Yes, except that they don't tell specific stories. They have the shape of narratives and something like their coherence without having concrete extramusical meaning. For example, in the first movement of the Appassionata, the "Fate motive," Db-Db-Db-C, is always a disruptive force. After it first appears the immediate repetition of the opening idea is torn apart and disrupted by loud outbursts. And when the second theme is asserted in the development and coda, it is overwhelmed by the return of the Fate motive. So what we have are abstract dramatic roles. The principal theme is, by convention, the protagonist, the second theme is an unsustainable ideal, and the Fate motive is an antagonistic force that wreaks havoc on both.

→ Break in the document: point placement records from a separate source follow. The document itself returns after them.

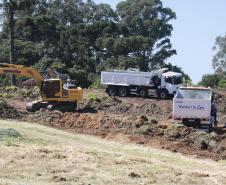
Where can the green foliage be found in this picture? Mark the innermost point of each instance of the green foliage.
(211, 80)
(15, 92)
(219, 60)
(92, 96)
(96, 84)
(9, 136)
(82, 39)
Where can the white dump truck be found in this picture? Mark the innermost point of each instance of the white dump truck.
(194, 106)
(159, 83)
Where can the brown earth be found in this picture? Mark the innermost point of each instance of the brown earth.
(137, 120)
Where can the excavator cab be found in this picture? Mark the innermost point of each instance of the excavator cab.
(51, 89)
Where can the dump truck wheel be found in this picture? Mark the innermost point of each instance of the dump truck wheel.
(143, 93)
(112, 91)
(163, 94)
(123, 92)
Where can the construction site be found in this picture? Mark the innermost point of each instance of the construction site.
(123, 92)
(136, 137)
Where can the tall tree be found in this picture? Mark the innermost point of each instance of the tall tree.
(219, 60)
(148, 30)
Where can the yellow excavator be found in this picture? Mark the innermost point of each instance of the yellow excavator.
(54, 94)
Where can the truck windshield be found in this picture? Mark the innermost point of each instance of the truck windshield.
(194, 94)
(177, 80)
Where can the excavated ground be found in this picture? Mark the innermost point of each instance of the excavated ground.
(142, 121)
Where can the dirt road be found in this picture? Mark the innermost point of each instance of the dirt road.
(48, 156)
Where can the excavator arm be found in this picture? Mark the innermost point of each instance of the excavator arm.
(21, 70)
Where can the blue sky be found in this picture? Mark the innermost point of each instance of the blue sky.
(198, 23)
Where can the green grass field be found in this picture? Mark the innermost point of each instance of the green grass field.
(48, 156)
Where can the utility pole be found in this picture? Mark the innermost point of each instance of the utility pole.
(11, 14)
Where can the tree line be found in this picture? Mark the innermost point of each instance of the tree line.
(83, 38)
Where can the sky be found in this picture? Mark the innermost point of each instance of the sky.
(197, 25)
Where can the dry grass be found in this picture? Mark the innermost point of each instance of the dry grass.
(49, 156)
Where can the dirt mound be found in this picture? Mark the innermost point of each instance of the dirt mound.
(9, 132)
(114, 105)
(7, 111)
(45, 117)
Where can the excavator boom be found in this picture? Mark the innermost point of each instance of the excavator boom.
(20, 70)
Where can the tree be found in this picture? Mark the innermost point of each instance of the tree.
(82, 38)
(148, 31)
(219, 60)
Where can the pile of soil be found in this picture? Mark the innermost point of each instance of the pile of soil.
(114, 105)
(9, 132)
(7, 111)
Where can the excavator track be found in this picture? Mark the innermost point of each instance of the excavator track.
(35, 106)
(62, 106)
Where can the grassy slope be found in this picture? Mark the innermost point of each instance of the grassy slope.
(49, 156)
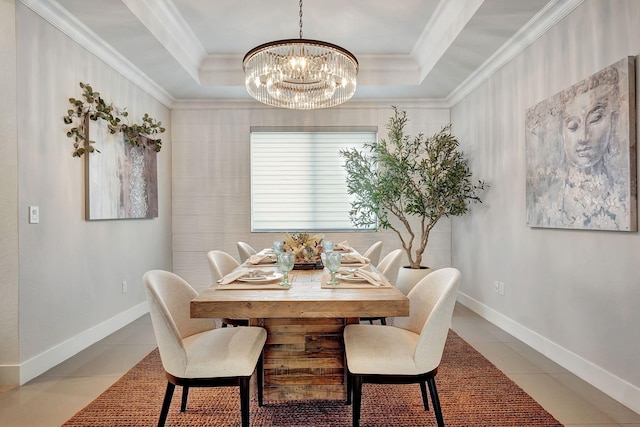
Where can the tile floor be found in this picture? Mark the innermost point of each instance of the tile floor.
(56, 395)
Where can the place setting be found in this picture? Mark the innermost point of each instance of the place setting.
(252, 278)
(350, 277)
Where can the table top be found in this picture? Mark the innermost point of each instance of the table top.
(305, 298)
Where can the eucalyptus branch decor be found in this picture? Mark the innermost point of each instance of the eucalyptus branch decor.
(95, 108)
(419, 178)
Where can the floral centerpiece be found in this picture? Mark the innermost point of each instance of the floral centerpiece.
(306, 247)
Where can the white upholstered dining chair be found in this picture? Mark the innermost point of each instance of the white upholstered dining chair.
(374, 252)
(221, 264)
(245, 251)
(409, 351)
(196, 354)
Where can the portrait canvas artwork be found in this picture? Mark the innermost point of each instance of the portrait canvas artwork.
(581, 154)
(122, 179)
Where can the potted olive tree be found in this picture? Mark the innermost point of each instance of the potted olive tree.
(407, 184)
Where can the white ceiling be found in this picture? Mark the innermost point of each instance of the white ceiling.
(407, 49)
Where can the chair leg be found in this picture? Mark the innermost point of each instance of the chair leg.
(166, 404)
(185, 395)
(436, 402)
(357, 399)
(260, 380)
(244, 400)
(425, 399)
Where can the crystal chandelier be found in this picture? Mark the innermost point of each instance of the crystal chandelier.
(300, 74)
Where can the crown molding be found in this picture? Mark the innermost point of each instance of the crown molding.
(164, 21)
(217, 68)
(56, 15)
(446, 23)
(537, 26)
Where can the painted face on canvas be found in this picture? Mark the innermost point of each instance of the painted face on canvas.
(586, 129)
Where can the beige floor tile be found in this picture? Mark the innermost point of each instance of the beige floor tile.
(566, 407)
(55, 396)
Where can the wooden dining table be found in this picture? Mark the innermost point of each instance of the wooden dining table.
(304, 355)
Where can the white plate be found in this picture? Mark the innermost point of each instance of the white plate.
(350, 278)
(261, 279)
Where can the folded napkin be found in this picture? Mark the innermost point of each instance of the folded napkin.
(367, 274)
(242, 272)
(261, 258)
(353, 258)
(342, 246)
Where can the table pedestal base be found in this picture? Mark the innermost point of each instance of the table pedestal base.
(304, 358)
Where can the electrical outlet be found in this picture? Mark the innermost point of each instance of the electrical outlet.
(34, 214)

None of the ideas have a concrete extramusical meaning, but there is a narrative logic to how they interact and to how their long-term relationships develop.


----------



## tdc (Jan 17, 2011)

EdwardBast said:


> Yes, except that they don't tell specific stories. They have the shape of narratives and something like their coherence without having concrete extramusical meaning. For example, in the first movement of the Appassionata, the "Fate motive," Db-Db-Db-C, is always a disruptive force. After it first appears the immediate repetition of the opening idea is torn apart and disrupted by loud outbursts. And when the second theme is asserted in the development and coda, it is overwhelmed by the return of the Fate motive. So what we have are abstract dramatic roles. The principal theme is, by convention, the protagonist, the second theme is an unsustainable ideal, and the Fate motive is an antagonistic force that wreaks havoc on both. None of the ideas have a concrete extramusical meaning, but there is a narrative logic to how they interact and to how their long-term relationships develop.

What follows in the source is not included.